On a side note, every time Liverpool plays Man Utd, Man City or Chelsea they sing songs about Hillsborough.  A minority of Liverpool fans sing songs about the Munich Air Disaster.  You do not fight shite with shite.  There needs to be a cultural change, a spirit of mutual respect.  It’s eleven humans against eleven, not city against city, class against class, death against death.

Ultimately, Hillsborough needs to be seen in the context of other English tragedies.  Five years prior to Hillsborough, Miners at Orgreave were beaten, attacked with dogs, arrested and charged for the mere crime of defending their livelihoods and communities. Again, South Yorkshire Police closed ranks to protect its members.  Last year, we had the fire at Grenfell Tower.  People died, at home, alone in the middle of the night.  I can already see the powers that be, closing ranks, mouthing platitudes and hoping it will all go away.

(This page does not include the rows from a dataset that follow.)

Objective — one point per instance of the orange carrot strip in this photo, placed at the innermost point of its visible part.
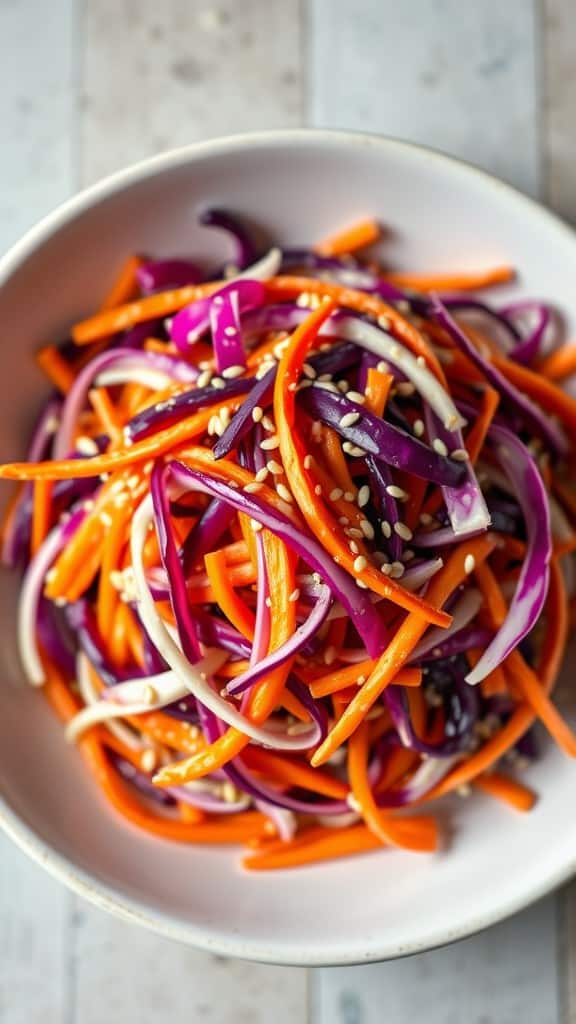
(56, 369)
(322, 845)
(41, 513)
(325, 526)
(507, 790)
(400, 648)
(293, 772)
(411, 834)
(560, 364)
(361, 235)
(233, 606)
(452, 282)
(153, 306)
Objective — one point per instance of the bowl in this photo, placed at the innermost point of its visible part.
(296, 186)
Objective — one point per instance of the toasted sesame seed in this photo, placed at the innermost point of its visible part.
(459, 455)
(231, 372)
(403, 530)
(282, 489)
(363, 496)
(270, 443)
(469, 564)
(367, 528)
(397, 570)
(348, 419)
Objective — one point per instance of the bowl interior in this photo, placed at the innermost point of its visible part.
(294, 187)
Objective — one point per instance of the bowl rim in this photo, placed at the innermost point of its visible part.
(84, 883)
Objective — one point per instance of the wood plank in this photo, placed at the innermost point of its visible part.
(455, 76)
(125, 975)
(559, 79)
(494, 978)
(162, 75)
(37, 112)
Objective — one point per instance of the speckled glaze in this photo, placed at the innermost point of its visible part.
(294, 185)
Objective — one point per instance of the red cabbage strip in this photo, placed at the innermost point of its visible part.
(465, 505)
(244, 251)
(289, 649)
(358, 604)
(191, 323)
(380, 438)
(176, 581)
(227, 332)
(380, 480)
(163, 414)
(204, 536)
(528, 349)
(534, 417)
(242, 422)
(158, 275)
(532, 586)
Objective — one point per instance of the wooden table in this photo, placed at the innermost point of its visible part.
(90, 85)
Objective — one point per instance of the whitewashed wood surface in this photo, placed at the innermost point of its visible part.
(89, 85)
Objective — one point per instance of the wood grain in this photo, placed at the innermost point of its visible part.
(456, 76)
(160, 75)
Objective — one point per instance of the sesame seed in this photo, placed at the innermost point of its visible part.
(348, 419)
(403, 530)
(282, 489)
(363, 496)
(353, 450)
(459, 455)
(231, 372)
(469, 564)
(397, 570)
(270, 443)
(367, 528)
(356, 396)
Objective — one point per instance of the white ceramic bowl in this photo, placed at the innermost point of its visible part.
(297, 186)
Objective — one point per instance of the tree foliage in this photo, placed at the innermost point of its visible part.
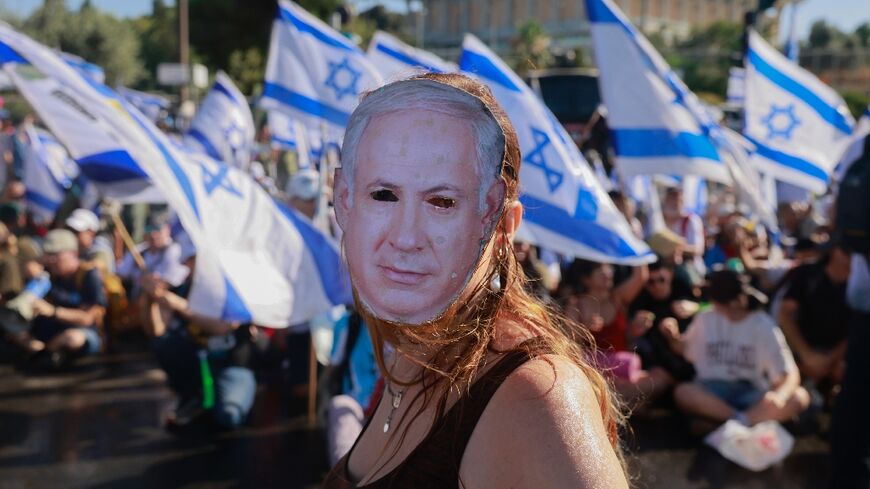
(98, 37)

The over whelming message of Hillsborough, Orgreave and Grenfell is that if you are working class, you can be insulted, belittled, arrested, charged and ultimately killed by the upper classes. Your grief costs less than theirs.  You can be treated with impunity, simply due to the amount of zeroes in your bank account. On the bright side, we have our uses; the English working class.  We provide wealth and labour to the wealthy.  We can create convenient outrage for press barons.  We can be told that voting for Brexit - an act of economic and cultural hari-kari would be a good thing – by failed stockbrockers, insurance salesmen and overgrown public schoolboys.

However – we will not go away quietly, doffing our metaphorical cap. We are not as bovine as we seem.  We can stand together as one class, one group of people, in the face of almost insurmountable forces and odds.  #ynwa is not just a hastag; or even a song.  It should be a belief. 

Justice can be delayed, but not denied.